[comp.std.internat] Code Page Conversion

sommar@enea.se (Erland Sommarskog) (08/09/90)

(The first attempt didn't seem to leave our site. Apologies if you
are seeing this twice.)

Uwe Geuder (geuder@informatik.uni-stuttgart.de) writes:
>From Keld J|rn Simonsen:
>   I use it in email, it is build into the sendmail we use here,
>   and EUnet has decided to run this on an experimental basis
>   on all the backbones of EUnet.
>
>What does this mean? When I get mail from Sweden, it's still in Swedish
>ASCII (is that SSCII??), which is horrible too read on (US) ASCII devices
>used in Germany (German 7-bit Code is never used here). If I run conv SE US
>on such files they get much prettier. So I can't imagine that any host in
>between has already done it. Or is there no "EUnet backbone" between Sweden
>and Germany?

I get a little anxious here, but I may misunderstand some things
here. I certainly don't want mail I send out to be automatically
transformed when they get out. Yes, I understand that occurrances
of ][\}{| are not nice to read, but it seems a risky business to
translate them straight off. If I use them in an non-Swedish mail,
I usually explain them. With a non-wanted transformation, that
would look a little stupid. (And how does the machine know that
I use an "[" as a dotted capital "A" and not as a left bracket?)
Wouldn't it be better, if this was done at receiver's end on request?

Another question: Through a mailing-list I have indirectly received
a list of two-character code stemming from Keld Simonsen. I don't
know whether it is this one we discuss, but I would assume so. I
must admit that I laid that one aside with the thought: "My God,
how unreadable and what an overkill!" I tend to think I missed
some points with its purpose. Could Keld or anyone else clarify?

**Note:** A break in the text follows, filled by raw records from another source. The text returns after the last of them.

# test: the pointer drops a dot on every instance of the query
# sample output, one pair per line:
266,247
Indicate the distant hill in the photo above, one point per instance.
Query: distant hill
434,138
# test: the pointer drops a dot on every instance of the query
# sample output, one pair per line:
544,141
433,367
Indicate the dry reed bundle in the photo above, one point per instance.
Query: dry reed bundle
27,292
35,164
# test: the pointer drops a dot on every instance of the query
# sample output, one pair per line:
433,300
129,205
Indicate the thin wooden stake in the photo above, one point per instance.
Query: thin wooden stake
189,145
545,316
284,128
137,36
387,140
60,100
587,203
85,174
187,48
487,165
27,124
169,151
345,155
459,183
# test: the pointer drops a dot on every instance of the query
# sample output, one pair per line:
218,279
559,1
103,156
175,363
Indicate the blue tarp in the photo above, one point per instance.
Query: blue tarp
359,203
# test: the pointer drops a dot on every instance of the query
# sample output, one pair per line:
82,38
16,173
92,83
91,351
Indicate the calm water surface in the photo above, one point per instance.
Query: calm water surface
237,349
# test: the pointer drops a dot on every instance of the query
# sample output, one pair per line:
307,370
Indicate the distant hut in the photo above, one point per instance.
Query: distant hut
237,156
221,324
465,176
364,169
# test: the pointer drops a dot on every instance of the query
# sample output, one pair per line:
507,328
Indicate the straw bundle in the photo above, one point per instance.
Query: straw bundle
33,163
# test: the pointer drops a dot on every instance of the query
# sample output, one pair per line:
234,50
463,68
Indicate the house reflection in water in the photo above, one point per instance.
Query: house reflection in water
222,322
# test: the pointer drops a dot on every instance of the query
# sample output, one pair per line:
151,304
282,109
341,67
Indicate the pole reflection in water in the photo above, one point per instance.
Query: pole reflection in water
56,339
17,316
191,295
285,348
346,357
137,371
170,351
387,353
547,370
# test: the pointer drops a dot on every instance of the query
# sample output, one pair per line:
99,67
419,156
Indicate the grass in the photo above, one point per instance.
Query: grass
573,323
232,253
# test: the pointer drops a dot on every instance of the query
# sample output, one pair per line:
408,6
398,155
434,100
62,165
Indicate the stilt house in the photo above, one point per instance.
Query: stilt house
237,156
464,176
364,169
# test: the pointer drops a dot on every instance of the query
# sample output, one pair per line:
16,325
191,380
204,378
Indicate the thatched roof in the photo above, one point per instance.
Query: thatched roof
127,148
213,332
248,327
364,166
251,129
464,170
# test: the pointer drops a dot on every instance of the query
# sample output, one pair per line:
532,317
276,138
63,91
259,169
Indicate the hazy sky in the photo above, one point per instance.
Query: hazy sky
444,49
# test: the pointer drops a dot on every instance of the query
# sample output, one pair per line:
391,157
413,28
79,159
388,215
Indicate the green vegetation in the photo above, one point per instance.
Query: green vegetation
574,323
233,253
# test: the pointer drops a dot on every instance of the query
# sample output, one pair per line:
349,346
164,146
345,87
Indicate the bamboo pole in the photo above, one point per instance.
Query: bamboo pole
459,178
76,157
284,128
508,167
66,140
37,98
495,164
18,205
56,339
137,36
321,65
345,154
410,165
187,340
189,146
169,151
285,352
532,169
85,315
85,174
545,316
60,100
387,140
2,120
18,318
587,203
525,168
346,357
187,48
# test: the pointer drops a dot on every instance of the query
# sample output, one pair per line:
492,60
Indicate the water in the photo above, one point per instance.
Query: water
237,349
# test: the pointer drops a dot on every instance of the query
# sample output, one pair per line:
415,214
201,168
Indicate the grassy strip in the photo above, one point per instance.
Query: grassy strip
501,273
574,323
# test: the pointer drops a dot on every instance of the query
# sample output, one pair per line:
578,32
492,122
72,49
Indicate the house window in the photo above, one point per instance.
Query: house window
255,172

And a final question: we are moving into an eight-bit world. Instead
of relying on old standards, why not aim to have Eunet work with ISO
8859/1 instead? (8859 is apparently already obsolete with the recent
changes in Eastern Europe, but that is another matter.)
-- 
Erland Sommarskog - ENEA Data, Stockholm - sommar@enea.se

keld@login.dkuug.dk (Keld J|rn Simonsen) (08/10/90)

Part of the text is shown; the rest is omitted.